Invention Title:

AUDIOVISUAL DEEPFAKE DETECTION

Publication number:

US20250037507

Publication date:
Section:

Physics

Class:

G06V40/40

Inventors:

Assignee:

Applicant:

Drawings (4 of 9)

Smart overview of the Invention

The patent application outlines a machine-learning architecture designed for biometric-based identity recognition and deepfake detection. This system integrates speaker and facial recognition with deepfake detection capabilities, analyzing both audio and visual data to assess the authenticity of audiovisual content. The architecture is composed of layers that generate multiple scores, including those for speaker and facial recognition, deepfake detection, and lip-sync estimation.

Technical Field

The application addresses the growing challenge of detecting deepfakes in audiovisual data, which are increasingly used to spread misinformation or impersonate individuals.

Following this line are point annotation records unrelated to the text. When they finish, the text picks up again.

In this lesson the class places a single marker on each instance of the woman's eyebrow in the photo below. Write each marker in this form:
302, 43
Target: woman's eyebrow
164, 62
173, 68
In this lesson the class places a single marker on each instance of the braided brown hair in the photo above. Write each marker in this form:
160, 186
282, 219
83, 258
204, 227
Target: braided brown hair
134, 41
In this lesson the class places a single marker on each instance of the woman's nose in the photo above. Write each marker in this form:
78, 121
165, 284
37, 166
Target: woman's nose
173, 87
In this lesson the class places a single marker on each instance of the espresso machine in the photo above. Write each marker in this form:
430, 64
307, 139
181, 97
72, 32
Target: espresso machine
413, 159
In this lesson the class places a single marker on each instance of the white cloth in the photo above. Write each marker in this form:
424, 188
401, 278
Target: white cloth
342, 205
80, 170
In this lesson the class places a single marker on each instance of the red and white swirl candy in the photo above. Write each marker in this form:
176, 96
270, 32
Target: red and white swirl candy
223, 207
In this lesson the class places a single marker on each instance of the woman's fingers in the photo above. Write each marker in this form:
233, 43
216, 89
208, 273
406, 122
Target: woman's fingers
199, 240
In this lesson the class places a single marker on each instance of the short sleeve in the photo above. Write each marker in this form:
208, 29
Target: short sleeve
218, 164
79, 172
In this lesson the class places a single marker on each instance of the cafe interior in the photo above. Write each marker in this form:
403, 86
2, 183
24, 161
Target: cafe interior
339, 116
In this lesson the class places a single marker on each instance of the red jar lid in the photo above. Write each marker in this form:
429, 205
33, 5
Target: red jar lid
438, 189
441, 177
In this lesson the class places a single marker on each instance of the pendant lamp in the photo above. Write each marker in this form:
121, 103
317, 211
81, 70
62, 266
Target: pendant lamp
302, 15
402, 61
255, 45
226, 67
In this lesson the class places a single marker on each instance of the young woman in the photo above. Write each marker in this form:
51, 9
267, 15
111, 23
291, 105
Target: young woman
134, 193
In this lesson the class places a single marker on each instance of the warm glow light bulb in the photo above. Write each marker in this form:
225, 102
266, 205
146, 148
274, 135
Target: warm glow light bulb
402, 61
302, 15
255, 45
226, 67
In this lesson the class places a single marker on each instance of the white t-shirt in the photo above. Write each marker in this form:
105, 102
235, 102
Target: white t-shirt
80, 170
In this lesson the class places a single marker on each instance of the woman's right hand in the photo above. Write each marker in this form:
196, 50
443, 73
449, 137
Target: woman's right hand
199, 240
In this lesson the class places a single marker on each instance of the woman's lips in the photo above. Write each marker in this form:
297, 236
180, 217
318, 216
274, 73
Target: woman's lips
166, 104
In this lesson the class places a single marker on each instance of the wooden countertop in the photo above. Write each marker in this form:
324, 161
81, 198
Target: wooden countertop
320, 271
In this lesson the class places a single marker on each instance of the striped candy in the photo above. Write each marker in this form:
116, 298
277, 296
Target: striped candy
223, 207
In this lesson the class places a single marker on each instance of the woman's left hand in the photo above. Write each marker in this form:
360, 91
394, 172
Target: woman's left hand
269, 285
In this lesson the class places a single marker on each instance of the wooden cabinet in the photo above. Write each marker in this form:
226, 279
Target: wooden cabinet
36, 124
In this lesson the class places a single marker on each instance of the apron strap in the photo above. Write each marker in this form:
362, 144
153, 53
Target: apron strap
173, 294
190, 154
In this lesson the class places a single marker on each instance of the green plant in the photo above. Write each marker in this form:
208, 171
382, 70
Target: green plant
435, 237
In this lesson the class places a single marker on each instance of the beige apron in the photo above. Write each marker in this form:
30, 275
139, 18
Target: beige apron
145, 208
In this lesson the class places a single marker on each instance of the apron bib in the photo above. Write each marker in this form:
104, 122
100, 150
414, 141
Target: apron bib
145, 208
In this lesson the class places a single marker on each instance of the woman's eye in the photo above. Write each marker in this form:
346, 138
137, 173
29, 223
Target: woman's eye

These deepfakes can be particularly problematic for systems that rely on audiovisual data for user authentication. The proposed solution offers a comprehensive approach by evaluating both audio and visual components simultaneously, thus improving the accuracy of deepfake detection.

System Architecture

The machine-learning architecture comprises various scoring components, including sub-architectures for speaker and facial deepfake detection, speaker and facial recognition, and lip-sync estimation. It extracts low-level features from audiovisual data to generate scores that determine the likelihood of deepfake content and verify the claimed identity in the video. This integrated approach enhances identity recognition and verification for both audio and visual data.

Implementation

The system includes a computer-implemented method where a processor obtains an audiovisual data sample, applies the machine-learning architecture to generate similarity and deepfake scores, and produces a final output score indicating the likelihood of genuine content. This method allows for efficient processing of complex audiovisual data to detect potential deepfakes.

System Components

The system consists of an analytics system connected to end-user devices via various networks. The analytics server processes audiovisual data to recognize voices and faces or detect deepfakes. It communicates over networks such as LAN, WAN, or the Internet using protocols like TCP/IP. The analytics server outputs scores indicating whether the audiovisual input is genuine or spoofed.